A love for reading, writing stories and honing his language skills was lifelong. Over the years he thoroughly enjoyed his daughters and granddaughters. His life lessons for them were often couched in stories he made up. He introduced to them the joys of the sea and the lakes. His young New England cousins recall expanded family vacations at Squam Lake, NH, where they boated and he led them on rambles in the surrounding hills and tantalized them with ghost stories.

In 2000 he and his wife retired to Concord, where he always preferred being called "Sherman" or "Mr. Hill" and not "Dr. Hill." Individuals and groups in Concord who have benefited from his scholarly leadership include the Emerson Reading Circle and the Shakespeare Reading Group.

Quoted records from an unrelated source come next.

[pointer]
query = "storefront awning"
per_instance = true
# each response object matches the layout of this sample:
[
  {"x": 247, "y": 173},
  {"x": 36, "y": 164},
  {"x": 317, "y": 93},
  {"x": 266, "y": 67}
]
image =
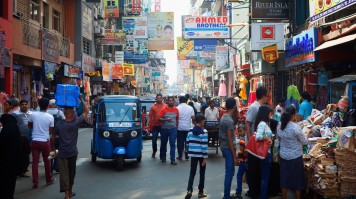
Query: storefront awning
[
  {"x": 336, "y": 42},
  {"x": 344, "y": 79}
]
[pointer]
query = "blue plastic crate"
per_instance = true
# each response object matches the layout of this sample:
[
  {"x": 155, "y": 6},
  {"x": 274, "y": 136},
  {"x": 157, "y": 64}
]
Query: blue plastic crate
[{"x": 67, "y": 95}]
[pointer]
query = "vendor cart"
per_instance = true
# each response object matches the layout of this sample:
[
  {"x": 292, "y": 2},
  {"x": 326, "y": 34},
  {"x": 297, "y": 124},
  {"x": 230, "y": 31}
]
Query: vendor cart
[{"x": 213, "y": 134}]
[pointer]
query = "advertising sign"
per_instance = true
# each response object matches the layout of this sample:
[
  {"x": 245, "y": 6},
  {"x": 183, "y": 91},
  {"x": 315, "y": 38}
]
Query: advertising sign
[
  {"x": 2, "y": 54},
  {"x": 265, "y": 34},
  {"x": 117, "y": 71},
  {"x": 205, "y": 45},
  {"x": 221, "y": 57},
  {"x": 204, "y": 27},
  {"x": 271, "y": 9},
  {"x": 323, "y": 8},
  {"x": 128, "y": 69},
  {"x": 87, "y": 22},
  {"x": 111, "y": 8},
  {"x": 50, "y": 44},
  {"x": 161, "y": 31},
  {"x": 113, "y": 37},
  {"x": 184, "y": 47},
  {"x": 300, "y": 48},
  {"x": 71, "y": 71}
]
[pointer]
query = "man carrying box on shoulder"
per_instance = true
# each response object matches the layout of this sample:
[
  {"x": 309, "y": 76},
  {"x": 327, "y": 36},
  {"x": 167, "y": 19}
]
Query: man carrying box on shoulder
[{"x": 67, "y": 130}]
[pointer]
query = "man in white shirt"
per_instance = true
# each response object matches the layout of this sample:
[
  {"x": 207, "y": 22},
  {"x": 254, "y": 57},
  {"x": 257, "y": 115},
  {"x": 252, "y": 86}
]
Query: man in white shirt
[
  {"x": 186, "y": 115},
  {"x": 42, "y": 124},
  {"x": 211, "y": 113}
]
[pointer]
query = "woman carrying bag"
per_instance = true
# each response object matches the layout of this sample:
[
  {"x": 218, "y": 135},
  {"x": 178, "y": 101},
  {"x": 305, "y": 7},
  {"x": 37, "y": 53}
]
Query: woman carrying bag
[
  {"x": 291, "y": 141},
  {"x": 264, "y": 134}
]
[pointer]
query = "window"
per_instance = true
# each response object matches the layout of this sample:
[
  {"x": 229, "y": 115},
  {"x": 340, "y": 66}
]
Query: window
[
  {"x": 35, "y": 10},
  {"x": 86, "y": 46},
  {"x": 56, "y": 22}
]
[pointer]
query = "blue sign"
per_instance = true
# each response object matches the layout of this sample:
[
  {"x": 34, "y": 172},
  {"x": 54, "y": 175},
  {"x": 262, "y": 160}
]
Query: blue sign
[
  {"x": 206, "y": 45},
  {"x": 300, "y": 48}
]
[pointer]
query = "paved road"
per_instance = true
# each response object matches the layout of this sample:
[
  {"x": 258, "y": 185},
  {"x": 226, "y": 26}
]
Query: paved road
[{"x": 148, "y": 179}]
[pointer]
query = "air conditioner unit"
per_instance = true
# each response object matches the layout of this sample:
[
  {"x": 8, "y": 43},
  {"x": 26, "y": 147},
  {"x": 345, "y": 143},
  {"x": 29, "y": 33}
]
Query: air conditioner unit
[{"x": 95, "y": 12}]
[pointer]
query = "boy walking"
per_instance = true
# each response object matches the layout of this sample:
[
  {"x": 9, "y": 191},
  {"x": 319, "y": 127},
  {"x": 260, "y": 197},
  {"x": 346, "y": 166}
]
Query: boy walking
[{"x": 197, "y": 141}]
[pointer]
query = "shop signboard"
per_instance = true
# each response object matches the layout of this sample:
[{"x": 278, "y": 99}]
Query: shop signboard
[
  {"x": 271, "y": 9},
  {"x": 205, "y": 45},
  {"x": 50, "y": 69},
  {"x": 111, "y": 8},
  {"x": 71, "y": 71},
  {"x": 205, "y": 27},
  {"x": 117, "y": 71},
  {"x": 322, "y": 8},
  {"x": 184, "y": 47},
  {"x": 113, "y": 37},
  {"x": 265, "y": 34},
  {"x": 221, "y": 57},
  {"x": 161, "y": 31},
  {"x": 300, "y": 48},
  {"x": 87, "y": 22},
  {"x": 50, "y": 44},
  {"x": 105, "y": 71},
  {"x": 2, "y": 54}
]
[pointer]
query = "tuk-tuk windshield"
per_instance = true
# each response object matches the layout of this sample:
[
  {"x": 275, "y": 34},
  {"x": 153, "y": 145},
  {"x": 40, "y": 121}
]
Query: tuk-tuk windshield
[{"x": 120, "y": 111}]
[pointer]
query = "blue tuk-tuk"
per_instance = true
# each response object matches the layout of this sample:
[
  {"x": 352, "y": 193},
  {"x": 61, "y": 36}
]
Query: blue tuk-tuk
[{"x": 117, "y": 132}]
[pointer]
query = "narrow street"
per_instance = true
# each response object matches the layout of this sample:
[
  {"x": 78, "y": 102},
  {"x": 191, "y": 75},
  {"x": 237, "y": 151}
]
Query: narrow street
[{"x": 148, "y": 179}]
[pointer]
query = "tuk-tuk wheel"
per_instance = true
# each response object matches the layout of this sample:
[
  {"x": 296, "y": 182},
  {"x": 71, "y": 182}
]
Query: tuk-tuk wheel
[
  {"x": 139, "y": 158},
  {"x": 93, "y": 158},
  {"x": 119, "y": 162}
]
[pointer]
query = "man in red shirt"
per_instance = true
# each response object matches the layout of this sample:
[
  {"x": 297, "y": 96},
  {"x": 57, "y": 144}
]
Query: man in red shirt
[
  {"x": 169, "y": 118},
  {"x": 154, "y": 123}
]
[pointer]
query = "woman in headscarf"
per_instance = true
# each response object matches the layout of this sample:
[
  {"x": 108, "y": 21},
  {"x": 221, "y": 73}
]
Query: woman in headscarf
[{"x": 10, "y": 145}]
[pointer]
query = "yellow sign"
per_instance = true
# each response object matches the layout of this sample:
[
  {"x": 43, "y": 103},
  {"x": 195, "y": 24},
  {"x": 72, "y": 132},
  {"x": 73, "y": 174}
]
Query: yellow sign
[
  {"x": 270, "y": 53},
  {"x": 111, "y": 8},
  {"x": 184, "y": 47},
  {"x": 128, "y": 69}
]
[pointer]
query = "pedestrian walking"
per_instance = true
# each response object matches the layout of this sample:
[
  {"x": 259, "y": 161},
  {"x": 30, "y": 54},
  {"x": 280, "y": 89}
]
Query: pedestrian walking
[
  {"x": 22, "y": 116},
  {"x": 154, "y": 122},
  {"x": 10, "y": 155},
  {"x": 42, "y": 124},
  {"x": 58, "y": 115},
  {"x": 169, "y": 116},
  {"x": 197, "y": 141},
  {"x": 67, "y": 130},
  {"x": 186, "y": 115},
  {"x": 264, "y": 133},
  {"x": 291, "y": 144},
  {"x": 254, "y": 171},
  {"x": 227, "y": 145}
]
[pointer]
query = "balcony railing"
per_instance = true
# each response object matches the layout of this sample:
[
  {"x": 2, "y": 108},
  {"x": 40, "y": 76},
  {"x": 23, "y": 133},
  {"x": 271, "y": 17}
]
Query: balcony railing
[{"x": 32, "y": 36}]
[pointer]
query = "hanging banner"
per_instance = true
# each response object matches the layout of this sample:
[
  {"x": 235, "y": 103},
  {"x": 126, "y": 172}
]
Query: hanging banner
[
  {"x": 204, "y": 27},
  {"x": 161, "y": 31},
  {"x": 106, "y": 71},
  {"x": 117, "y": 71},
  {"x": 270, "y": 53},
  {"x": 128, "y": 69},
  {"x": 221, "y": 57},
  {"x": 71, "y": 71},
  {"x": 322, "y": 8},
  {"x": 2, "y": 54},
  {"x": 111, "y": 8},
  {"x": 184, "y": 47}
]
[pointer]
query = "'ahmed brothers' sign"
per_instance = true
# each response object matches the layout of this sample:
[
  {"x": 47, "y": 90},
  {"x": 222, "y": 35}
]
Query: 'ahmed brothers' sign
[{"x": 271, "y": 9}]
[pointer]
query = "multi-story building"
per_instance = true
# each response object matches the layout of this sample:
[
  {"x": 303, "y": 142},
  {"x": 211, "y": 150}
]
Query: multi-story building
[{"x": 43, "y": 48}]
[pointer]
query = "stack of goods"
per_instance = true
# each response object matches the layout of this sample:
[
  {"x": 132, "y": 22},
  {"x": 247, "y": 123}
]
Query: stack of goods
[
  {"x": 323, "y": 176},
  {"x": 345, "y": 157},
  {"x": 67, "y": 95}
]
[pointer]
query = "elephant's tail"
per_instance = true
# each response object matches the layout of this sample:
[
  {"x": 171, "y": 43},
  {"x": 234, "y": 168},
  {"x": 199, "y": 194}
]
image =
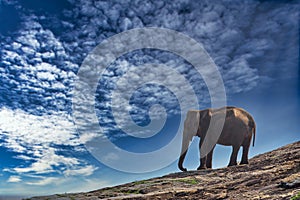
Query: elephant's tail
[{"x": 253, "y": 131}]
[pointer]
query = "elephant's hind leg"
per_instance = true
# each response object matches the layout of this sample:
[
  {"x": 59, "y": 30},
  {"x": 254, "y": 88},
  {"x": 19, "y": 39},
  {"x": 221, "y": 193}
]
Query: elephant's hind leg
[
  {"x": 202, "y": 160},
  {"x": 209, "y": 159},
  {"x": 245, "y": 155},
  {"x": 246, "y": 145},
  {"x": 233, "y": 157}
]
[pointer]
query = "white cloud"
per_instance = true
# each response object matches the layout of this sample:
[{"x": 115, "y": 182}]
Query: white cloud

During retirement in Concord he frequented the library, kayaked the three rivers in every season, attended West Concord Union Church worship and study groups, hiked and walked.

Throughout his youth, his professional life and in retirement, Sherman demonstrated a life of grace and insight and compassion.

A small family memorial event service is planned, with a later service to be announced.